Maybe it’s one of those, “If it is a sin to you, then you should not go against your own conscience.” But there is more to this than just, “Is gambling a sin?” I was trying to analyze this as I was running errands later on today, and began running through the Decalogue and Luther’s meanings. So, here are some thoughts that I came up with in regard to the Ten Commandments:
1. We should fear, love, and trust in God above all things. The whole point of gambling (whether by poker, slot machines, or Blackjack) is to gain for oneself more money. Is that “honest gain”?
2. Wastefulness – Could gambling be considered a form of wasteful spending? Is this proper Christians stewardship? Did God entrust to us the “unrighteous mammon” in order that we could simply throw it away into slot machines, etc? Is our money being used to serve any useful purpose? The Catechism teaches us to ask ourselves in self-examination: “Have I wasted anything?”
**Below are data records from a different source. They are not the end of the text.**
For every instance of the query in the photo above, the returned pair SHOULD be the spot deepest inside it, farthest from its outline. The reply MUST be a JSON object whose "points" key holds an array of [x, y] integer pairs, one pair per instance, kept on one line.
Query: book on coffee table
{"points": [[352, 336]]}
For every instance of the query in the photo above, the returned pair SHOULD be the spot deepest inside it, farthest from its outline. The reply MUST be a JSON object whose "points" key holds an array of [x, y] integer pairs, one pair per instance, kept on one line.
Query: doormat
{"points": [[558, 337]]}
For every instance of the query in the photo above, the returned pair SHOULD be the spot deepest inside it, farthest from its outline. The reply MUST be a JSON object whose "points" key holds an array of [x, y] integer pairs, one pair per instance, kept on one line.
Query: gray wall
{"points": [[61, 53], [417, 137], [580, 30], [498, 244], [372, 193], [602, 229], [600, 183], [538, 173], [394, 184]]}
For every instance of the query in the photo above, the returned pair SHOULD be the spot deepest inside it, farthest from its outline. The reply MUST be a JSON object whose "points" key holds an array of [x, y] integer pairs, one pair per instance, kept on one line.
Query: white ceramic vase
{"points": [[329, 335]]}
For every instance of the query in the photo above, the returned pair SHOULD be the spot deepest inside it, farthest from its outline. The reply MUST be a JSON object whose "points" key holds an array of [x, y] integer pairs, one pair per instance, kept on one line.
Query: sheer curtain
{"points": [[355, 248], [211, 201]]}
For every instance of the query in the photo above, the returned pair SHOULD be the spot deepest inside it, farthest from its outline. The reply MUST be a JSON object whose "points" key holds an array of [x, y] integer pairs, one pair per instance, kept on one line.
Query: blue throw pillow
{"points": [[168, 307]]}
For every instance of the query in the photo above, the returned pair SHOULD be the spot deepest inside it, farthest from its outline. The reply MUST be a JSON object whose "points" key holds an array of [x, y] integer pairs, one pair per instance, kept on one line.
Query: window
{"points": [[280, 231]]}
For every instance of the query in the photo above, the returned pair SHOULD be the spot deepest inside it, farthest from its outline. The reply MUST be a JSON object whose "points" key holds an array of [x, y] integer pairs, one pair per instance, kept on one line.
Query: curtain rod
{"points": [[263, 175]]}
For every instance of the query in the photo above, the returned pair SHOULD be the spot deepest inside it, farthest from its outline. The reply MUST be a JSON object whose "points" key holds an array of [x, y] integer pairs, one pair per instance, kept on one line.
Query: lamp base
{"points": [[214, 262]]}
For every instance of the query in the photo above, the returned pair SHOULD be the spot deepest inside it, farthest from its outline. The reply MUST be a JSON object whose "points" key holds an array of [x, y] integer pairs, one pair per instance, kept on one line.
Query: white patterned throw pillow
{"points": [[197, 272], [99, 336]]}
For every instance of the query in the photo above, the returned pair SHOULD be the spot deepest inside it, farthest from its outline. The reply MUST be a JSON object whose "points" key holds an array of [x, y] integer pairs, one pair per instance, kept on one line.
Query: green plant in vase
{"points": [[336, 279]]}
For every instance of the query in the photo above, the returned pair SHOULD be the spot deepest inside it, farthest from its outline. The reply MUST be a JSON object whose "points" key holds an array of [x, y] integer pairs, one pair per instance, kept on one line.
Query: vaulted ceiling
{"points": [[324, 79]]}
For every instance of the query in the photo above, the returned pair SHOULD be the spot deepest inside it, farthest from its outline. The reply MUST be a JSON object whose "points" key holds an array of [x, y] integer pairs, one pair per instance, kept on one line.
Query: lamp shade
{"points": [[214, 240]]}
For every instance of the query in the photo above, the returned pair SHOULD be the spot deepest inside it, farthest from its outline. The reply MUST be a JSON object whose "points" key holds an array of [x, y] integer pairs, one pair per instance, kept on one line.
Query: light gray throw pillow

3. Stealing: If I am in a game of poker, and I win the “pot,” am I helping my neighbor to improve and protect his property and income? Gambling is not forbidden in so many words in the Bible, but according to the Catechism, part of keeping the seventh Commandment is helping my neighbor to protect his property and income. Taking it without giving anything in exchange seems to violate this, unless my neighbor across the table tells me that I should just consider it a gift. But what if he can’t afford that kind of gift?
4. The argument is often given that gambling is just another form of entertainment, like going to the movie or going to a restaurant. As long as no harm is being done to the neighbor, it is believed, then there is no sin in this kind of entertainment. To watch some movies, I would admit, would be harming the neighbor, particularly if the neighbor on the screen is exposing herself or himself for me to see. But in general, a movie is a means of entertainment, and entertainment in and of itself is not sinful. In fact, I’m sure Gene Veith would say that by going to the movie, I am helping and serving my neighbor, whose work is providing him or her with a needed income.
The question is, when I go to a movie, am I taking something from my neighbor? I suppose some would say that I am wasting money by going to the movie. But as long as I can afford it, there shouldn’t be a problem, right? Lots and lots of questions and issues to consider, more so than just “Is gambling a sin?”
I know our Synod has put out reports on gambling before, and I’ve read parts of them. But it is a serious question. Must everything we do be for the sole purpose of helping and serving our neighbor? Is it wasteful to spend money on mere entertainment? Obviously (or not so obviously) I’m not seeking my righteousness in this. True righteousness is of faith in the crucified and risen Lord, apart from works. Has anyone a better answer than what I’ve given, or attempted to give? I don’t like to call something a sin that is not truly sinful. As I said above, perhaps it is one of those conscience things. If it is a sin to you, then you should not do it if it is going to go against your conscience. Since it is not what goes into a man that makes him unclean, but what comes out of him then perhaps the best answer is that “it depends.” What is your attitude towards what you are doing? Must you do it to be content and happy? Are you sinfully coveting what is not yours? Are you scheming to get your neighbor’s inheritance or house?
There’s a lot to ponder in this question. Maybe I should pose it over at Four and Twenty Blackbirds for a pastoral discussion.